His lass knew him so well. She knew that after he had discovered that she had gone missing, he would search her house. He had found the small book peeking out from under her pillow. A small slip of fabric marked the latest entry, which he had flipped to after a moment of hesitation.
His heart broke as he read. To think of the pain that she had caused herself just so that she could minimize his pain. He had never known that she had loved him. He had always thought that the love he had felt was one sided. Now he knew, but she was gone.
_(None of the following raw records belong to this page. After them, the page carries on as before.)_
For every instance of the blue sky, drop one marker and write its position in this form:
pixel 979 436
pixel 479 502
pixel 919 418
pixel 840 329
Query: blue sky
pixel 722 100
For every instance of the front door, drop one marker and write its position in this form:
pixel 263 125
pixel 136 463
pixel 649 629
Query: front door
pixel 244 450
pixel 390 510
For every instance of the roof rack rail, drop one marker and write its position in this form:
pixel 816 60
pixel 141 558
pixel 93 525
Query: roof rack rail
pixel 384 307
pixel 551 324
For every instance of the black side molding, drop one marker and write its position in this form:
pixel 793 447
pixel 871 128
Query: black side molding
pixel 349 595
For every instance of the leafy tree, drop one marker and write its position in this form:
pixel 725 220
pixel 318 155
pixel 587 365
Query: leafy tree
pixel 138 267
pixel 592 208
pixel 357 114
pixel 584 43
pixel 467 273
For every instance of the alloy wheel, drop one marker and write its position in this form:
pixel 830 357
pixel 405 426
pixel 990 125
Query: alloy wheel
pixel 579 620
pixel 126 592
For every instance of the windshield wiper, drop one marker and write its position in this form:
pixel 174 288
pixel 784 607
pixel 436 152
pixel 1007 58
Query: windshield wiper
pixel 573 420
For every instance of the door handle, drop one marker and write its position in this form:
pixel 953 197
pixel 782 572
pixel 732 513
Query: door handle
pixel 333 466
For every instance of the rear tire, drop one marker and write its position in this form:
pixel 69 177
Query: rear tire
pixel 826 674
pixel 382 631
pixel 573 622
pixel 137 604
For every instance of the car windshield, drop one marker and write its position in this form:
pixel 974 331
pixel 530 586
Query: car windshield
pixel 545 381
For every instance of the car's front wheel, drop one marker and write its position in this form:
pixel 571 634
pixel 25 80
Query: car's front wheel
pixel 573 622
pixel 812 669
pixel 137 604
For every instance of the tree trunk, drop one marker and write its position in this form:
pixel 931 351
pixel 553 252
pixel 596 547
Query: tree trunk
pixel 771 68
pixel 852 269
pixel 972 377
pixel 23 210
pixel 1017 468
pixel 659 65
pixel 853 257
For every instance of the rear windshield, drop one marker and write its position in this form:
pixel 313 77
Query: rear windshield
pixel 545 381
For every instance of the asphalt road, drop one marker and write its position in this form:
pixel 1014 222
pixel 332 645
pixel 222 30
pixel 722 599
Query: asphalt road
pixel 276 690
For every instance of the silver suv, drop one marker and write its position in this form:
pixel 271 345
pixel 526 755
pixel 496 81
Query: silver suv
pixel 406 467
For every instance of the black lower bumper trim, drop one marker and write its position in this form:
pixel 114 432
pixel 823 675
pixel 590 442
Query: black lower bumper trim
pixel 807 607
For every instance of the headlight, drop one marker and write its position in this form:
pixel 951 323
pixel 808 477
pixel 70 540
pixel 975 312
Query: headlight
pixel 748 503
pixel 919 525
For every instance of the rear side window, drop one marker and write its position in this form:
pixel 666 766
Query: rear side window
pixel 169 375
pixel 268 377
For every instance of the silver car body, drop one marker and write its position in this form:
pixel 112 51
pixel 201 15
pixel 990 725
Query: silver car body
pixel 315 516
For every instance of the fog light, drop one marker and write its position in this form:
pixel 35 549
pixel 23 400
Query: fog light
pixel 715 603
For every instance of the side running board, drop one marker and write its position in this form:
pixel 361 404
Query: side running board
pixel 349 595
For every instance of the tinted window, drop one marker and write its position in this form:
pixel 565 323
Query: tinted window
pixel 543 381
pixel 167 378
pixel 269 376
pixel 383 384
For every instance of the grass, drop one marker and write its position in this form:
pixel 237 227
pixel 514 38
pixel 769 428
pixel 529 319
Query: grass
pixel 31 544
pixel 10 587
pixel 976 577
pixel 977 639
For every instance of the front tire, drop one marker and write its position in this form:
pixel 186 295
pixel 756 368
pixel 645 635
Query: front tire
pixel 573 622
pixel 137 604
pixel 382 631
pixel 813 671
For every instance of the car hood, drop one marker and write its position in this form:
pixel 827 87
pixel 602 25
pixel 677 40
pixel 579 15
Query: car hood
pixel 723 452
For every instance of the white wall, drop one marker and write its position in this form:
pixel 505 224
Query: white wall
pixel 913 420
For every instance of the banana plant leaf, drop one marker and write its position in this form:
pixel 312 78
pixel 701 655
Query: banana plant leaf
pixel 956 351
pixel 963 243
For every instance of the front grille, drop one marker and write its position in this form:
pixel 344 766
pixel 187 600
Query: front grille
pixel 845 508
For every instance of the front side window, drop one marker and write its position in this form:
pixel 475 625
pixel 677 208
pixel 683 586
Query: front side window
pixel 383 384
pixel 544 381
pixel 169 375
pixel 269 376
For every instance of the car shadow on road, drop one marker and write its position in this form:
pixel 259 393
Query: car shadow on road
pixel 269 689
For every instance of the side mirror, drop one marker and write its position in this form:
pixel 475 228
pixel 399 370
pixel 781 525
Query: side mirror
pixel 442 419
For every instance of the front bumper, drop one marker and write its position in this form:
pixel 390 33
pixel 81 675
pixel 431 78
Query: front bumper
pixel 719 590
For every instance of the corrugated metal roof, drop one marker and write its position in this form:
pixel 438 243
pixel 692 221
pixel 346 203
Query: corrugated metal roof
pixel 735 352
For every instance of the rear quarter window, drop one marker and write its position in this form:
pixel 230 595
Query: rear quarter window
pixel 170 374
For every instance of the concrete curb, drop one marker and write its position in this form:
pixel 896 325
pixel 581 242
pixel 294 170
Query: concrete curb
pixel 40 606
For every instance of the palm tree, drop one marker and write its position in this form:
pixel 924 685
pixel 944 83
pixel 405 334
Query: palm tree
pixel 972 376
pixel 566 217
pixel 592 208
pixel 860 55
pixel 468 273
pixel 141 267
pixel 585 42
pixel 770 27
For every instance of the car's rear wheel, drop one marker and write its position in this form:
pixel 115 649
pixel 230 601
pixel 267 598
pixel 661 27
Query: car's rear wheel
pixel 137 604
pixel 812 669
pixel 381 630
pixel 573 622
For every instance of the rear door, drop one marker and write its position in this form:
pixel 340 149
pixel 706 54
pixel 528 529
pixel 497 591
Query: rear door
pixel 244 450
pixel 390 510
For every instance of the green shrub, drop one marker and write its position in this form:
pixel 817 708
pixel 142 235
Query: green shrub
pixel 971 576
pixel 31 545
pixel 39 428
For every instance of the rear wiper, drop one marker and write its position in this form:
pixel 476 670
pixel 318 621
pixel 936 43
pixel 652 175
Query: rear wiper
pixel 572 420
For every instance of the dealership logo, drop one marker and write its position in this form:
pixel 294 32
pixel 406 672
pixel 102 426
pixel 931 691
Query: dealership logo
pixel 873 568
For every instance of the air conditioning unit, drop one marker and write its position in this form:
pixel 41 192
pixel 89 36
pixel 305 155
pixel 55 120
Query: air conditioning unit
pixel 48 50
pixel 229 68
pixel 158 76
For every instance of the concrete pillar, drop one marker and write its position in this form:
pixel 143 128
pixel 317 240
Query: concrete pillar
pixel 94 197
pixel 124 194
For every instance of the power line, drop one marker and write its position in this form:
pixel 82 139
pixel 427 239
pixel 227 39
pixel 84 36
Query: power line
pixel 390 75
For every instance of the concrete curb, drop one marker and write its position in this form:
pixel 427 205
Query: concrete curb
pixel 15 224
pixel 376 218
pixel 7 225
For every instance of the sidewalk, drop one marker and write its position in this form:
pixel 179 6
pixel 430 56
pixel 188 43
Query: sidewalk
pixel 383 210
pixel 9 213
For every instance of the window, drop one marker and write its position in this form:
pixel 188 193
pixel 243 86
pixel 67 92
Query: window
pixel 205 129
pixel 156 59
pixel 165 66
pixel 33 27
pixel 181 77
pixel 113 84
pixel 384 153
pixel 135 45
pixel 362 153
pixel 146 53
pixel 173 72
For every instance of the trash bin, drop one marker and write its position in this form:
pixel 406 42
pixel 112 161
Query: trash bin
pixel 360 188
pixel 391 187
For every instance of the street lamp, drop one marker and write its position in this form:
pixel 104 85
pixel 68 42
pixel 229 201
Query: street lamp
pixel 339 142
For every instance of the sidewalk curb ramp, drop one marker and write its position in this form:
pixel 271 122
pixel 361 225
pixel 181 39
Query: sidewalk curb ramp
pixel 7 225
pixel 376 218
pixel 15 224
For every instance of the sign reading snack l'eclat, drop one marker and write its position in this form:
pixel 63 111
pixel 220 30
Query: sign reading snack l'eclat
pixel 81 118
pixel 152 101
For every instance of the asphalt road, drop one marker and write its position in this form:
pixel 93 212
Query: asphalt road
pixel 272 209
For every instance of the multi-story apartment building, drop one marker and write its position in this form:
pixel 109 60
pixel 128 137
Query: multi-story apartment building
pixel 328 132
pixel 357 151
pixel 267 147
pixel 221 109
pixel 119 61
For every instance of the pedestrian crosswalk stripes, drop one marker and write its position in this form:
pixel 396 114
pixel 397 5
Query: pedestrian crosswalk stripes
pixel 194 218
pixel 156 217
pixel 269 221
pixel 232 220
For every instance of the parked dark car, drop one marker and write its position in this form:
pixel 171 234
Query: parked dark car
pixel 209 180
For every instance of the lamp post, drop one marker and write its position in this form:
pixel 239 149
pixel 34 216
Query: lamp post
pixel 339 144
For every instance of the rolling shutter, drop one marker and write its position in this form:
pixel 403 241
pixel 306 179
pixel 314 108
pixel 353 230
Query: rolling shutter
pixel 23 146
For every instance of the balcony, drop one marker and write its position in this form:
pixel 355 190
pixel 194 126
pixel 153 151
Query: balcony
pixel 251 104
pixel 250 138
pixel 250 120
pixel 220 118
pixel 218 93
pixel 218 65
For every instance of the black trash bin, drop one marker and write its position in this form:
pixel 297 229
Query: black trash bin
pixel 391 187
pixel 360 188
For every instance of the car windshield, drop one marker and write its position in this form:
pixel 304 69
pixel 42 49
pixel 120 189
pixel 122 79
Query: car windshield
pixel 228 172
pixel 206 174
He sat on her bed and cried. The tears fell in a steady stream, and he knew that this would be the only place he could feel these emotions. If what his lass had said was true, then soon he would be the Guildmaster. That meant that he had to be strong for the rest of the Guild, and so he allowed himself these few moments to cry.
Suddenly he felt the bed dip and a soft hand on his. He looked up and figured that he must be dreaming. He had to be, because next to him sat his lass. Her pale face looked tired and Brynjolf thought he noticed a few new scars, but other than that she didn't look like she had fought a world-eating dragon. Her eyes were filled with concern and a fair amount of fear.
Finally he was able to speak. "Lass?" his voice was so thick with emotion that he barely recognized it. A few tears escaped his eyes.
She reached a slender finger out to wipe away his tears. "It's okay, Bryn. I'm here." She pulled him close to her. He breathed in the smell of her deeply. She smelled of sweat and woods.
The stayed like that for a long time until she took the leather book from his hands. The cover was soaked in his tears. He had closed the book in an effort to keep his tears from ruining what he had believed to be her last words to him.
"I'm sorry Brynjolf." his lass whispered by his side. "I had thought that I would get back before you found that. I should have known better. I'm so sorry." she apologized again.
For awhile Brynjolf stared at his lass, thinking on the things she had said. "Lass, it's okay. You did it for love. A love that we share." He caught her blue eyes with his emerald ones. "I love you, lass. I've loved you since the day I saw you walk into Riften, and I always will."
"I love you too, Bryn." her voice was soft and still somewhat scared, but he smoothed away her fear with a gentle kiss.
"Everything I do for you, and everything you do for me, is done in the name of love. Never forget that." He whispered in her ear as both a promise and an assurance. Then he kissed her again and time stood still for the Thief and his Dragonborn.